Red Cat Holdings, Inc., a U.S.-based provider of advanced all-domain drone and robotic solutions, has successfully completed flight testing of its Black Widow™ drone equipped with Palantir Technologies Inc. Visual Navigation (VNav) Software.
The validation marks the first known commercial demonstration of visual navigation software on a drone already accepted into a U.S. Army program of record.
The successful test confirmed the Black Widow drone’s capability to navigate in GPS-denied conditions using Palantir’s visual-based navigation software. The Black Widow is currently part of the U.S. Army’s Short Range Reconnaissance (SRR) program of record.
Jeff Thompson, CEO of Red Cat, commented, “This is a breakthrough moment not just for Red Cat, but for the tactical needs of the Department of War. Every battlefield is a GPS-denied environment, and this successful test shows that Red Cat and Palantir are delivering a software-driven solution the Army can rely on. It requires no new hardware, is ready to deploy today, and gives warfighters the edge in contested environments. It also signals our evolution into a full-stack defense technology platform, with expected margin expansion and strong revenue potential in 2026.”
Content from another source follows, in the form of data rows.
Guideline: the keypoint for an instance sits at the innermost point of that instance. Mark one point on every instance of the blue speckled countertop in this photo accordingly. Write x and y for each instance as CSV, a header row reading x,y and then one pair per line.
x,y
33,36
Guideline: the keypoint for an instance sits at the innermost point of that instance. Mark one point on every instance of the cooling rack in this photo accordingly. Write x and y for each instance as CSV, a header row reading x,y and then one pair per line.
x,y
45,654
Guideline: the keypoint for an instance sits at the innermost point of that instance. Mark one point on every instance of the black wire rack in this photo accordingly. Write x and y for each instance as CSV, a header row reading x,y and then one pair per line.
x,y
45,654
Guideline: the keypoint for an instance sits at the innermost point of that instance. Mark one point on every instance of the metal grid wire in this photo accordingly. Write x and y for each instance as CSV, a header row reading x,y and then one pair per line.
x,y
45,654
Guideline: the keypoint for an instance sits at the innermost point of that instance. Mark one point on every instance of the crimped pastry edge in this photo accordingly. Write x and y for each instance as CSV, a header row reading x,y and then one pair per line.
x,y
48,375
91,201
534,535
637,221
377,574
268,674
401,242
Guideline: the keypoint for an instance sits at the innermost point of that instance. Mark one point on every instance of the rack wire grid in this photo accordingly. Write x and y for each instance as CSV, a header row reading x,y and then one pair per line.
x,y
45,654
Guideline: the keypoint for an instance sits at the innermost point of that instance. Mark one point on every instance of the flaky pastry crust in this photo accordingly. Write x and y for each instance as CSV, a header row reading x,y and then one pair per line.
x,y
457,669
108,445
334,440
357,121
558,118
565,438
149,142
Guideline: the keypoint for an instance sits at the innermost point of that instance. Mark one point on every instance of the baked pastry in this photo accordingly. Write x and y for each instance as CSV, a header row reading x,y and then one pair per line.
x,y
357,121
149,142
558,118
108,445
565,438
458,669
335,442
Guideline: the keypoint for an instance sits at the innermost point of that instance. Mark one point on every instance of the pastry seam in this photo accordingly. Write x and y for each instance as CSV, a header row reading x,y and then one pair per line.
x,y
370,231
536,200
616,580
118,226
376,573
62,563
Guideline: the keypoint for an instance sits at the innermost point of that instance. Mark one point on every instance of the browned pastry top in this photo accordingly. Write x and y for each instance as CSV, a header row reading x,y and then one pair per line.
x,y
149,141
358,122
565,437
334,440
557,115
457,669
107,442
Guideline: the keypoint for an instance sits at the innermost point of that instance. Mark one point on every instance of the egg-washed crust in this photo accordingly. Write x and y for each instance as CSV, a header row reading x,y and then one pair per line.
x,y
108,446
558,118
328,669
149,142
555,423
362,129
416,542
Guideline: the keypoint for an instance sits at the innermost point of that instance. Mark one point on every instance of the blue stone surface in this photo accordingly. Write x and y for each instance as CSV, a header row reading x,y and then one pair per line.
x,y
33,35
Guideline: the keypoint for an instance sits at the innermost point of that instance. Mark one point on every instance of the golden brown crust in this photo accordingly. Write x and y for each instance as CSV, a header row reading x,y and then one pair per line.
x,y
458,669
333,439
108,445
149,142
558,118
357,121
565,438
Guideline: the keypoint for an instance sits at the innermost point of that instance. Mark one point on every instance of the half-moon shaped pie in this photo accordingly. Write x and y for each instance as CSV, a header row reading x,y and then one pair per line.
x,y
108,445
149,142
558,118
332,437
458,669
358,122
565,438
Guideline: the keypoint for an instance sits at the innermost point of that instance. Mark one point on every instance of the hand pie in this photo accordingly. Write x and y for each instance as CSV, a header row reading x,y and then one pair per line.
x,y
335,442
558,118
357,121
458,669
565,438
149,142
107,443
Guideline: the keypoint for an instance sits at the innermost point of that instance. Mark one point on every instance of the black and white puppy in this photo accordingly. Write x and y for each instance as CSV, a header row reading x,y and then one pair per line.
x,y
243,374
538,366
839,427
VNav operates by utilizing edge-based sensor fusion to generate real-time position estimates. It achieves this by combining visual cues with inertial data, which enables the drone to maintain navigation in environments where GPS is denied or degraded.
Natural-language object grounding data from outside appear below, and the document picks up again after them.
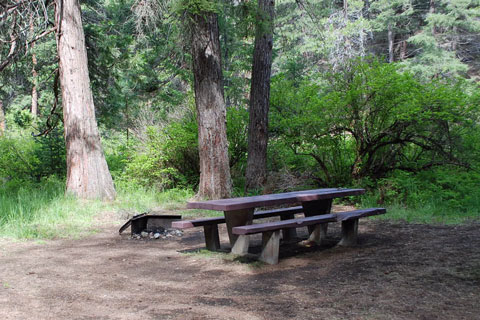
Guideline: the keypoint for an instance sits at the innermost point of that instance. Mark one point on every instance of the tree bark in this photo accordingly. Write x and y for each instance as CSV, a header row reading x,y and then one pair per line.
x,y
432,11
34,106
2,119
256,172
215,180
403,50
390,44
88,176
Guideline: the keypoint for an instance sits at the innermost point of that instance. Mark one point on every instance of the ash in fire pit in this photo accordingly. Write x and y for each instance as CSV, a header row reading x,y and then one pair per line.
x,y
158,234
145,226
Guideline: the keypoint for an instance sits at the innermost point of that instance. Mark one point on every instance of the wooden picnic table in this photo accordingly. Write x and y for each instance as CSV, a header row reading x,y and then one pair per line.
x,y
239,211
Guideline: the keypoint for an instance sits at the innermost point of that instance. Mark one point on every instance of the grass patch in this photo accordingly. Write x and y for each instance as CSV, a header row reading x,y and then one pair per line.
x,y
42,211
429,212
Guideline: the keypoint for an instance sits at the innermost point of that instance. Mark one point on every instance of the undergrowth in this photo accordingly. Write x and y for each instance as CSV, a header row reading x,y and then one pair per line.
x,y
42,211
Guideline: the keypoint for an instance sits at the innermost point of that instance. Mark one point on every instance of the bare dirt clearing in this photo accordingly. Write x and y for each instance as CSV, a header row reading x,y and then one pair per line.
x,y
398,271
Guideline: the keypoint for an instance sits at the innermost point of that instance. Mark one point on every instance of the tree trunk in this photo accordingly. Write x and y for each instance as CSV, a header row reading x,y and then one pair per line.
x,y
431,11
88,176
2,119
215,181
256,172
390,44
34,107
403,50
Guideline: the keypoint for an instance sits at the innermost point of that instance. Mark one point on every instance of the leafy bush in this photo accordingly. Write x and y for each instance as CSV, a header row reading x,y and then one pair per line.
x,y
372,120
169,156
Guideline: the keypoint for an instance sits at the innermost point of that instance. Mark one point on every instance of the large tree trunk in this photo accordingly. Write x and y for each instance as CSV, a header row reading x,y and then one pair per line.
x,y
390,44
260,97
88,176
215,180
2,119
34,107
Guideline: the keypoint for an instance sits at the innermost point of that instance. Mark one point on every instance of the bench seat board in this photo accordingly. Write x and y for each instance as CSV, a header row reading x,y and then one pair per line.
x,y
273,199
292,223
361,213
185,224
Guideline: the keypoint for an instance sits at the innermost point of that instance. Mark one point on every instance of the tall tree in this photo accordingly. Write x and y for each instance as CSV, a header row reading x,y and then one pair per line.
x,y
260,96
34,107
2,119
215,180
87,171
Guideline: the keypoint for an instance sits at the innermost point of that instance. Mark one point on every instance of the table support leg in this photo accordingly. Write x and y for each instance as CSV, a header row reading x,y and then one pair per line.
x,y
349,233
212,240
288,234
270,247
319,233
315,208
234,219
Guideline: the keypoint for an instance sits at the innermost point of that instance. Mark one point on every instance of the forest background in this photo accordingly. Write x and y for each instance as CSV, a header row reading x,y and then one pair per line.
x,y
364,93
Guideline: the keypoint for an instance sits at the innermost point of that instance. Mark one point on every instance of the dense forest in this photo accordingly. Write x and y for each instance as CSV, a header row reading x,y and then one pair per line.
x,y
314,93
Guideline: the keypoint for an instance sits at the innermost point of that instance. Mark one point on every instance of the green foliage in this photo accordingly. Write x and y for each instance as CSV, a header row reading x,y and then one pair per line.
x,y
24,157
443,195
18,157
169,158
372,120
196,7
31,210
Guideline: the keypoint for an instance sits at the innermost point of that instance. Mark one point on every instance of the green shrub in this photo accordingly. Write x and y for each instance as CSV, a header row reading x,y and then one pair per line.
x,y
371,120
169,156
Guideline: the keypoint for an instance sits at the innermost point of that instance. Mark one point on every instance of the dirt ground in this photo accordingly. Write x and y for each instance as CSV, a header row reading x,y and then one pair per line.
x,y
398,271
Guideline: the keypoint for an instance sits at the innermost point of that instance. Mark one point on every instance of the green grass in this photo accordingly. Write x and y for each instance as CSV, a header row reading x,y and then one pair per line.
x,y
41,211
426,212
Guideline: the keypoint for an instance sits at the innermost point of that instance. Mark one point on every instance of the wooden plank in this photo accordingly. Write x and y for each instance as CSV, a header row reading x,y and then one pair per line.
x,y
361,213
186,224
293,223
273,199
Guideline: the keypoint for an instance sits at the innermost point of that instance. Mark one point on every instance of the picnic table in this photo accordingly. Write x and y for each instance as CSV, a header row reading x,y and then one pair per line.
x,y
240,211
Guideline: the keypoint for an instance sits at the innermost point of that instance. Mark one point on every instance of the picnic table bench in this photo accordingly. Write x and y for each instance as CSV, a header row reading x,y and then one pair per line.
x,y
239,214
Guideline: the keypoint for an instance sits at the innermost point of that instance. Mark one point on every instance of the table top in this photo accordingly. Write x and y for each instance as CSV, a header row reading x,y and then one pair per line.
x,y
273,199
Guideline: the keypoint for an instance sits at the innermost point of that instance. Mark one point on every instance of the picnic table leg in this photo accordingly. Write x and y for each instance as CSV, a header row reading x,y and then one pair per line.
x,y
289,234
349,233
314,208
212,240
237,218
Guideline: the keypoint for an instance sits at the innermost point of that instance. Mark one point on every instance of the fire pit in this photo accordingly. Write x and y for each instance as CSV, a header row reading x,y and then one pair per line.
x,y
146,226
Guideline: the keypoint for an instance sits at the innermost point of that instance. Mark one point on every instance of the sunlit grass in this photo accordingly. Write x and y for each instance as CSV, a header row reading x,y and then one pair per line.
x,y
426,212
42,211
Engineers from Red Cat and Palantir conducted a multi-day series of tests, evaluating VNav in both nominal and simulated GPS-denied conditions, including flights at high speeds and low altitudes.
The testing sequence validated:
- Full integration of VNav with the Black Widow™ flight controller, including its compatibility with GPS-assisted operations.
- Accurate navigation within simulated GPS-denied environments.
- Reliable operation at altitudes as low as 150 feet AGL and speeds reaching up to 16 mph.
- Robust performance under twilight and extremely low-light conditions.
- The successful completion of a simulated reconnaissance mission involving dynamic flight parameters without GPS or human input.
These results were used to define a preliminary performance envelope for VNav on the Black Widow system. The final mission demonstrated VNav’s full capability to navigate a complete ISR (Intelligence, Surveillance, and Reconnaissance) mission profile. This included cruising to a target, descending for surveillance, flying local waypoints, and returning to base, all while operating without GPS and maintaining continuous positional awareness.
Palantir engineers reported that VNav achieved a mean positional error of approximately 7 meters over a 2.7-kilometer route. Crucially, no additional hardware was required for any of the flights, as the VNav software runs entirely on the Black Widow’s existing onboard sensors.
Akash Jain, President and CTO, Palantir USG, stated, “Palantir Visual Navigation performed well in real-world conditions. This demonstrates our approach to visual navigation in disrupted environments –– delivering intelligent software that adapts, scales across platforms like Black Widow, and supports the Army’s integrated operating systems.”
The two companies are now moving toward a formal Army demonstration and the full productization of the VNav capability for all fielded Black Widow systems. This move also signals Red Cat’s evolution into a full-stack defense technology platform.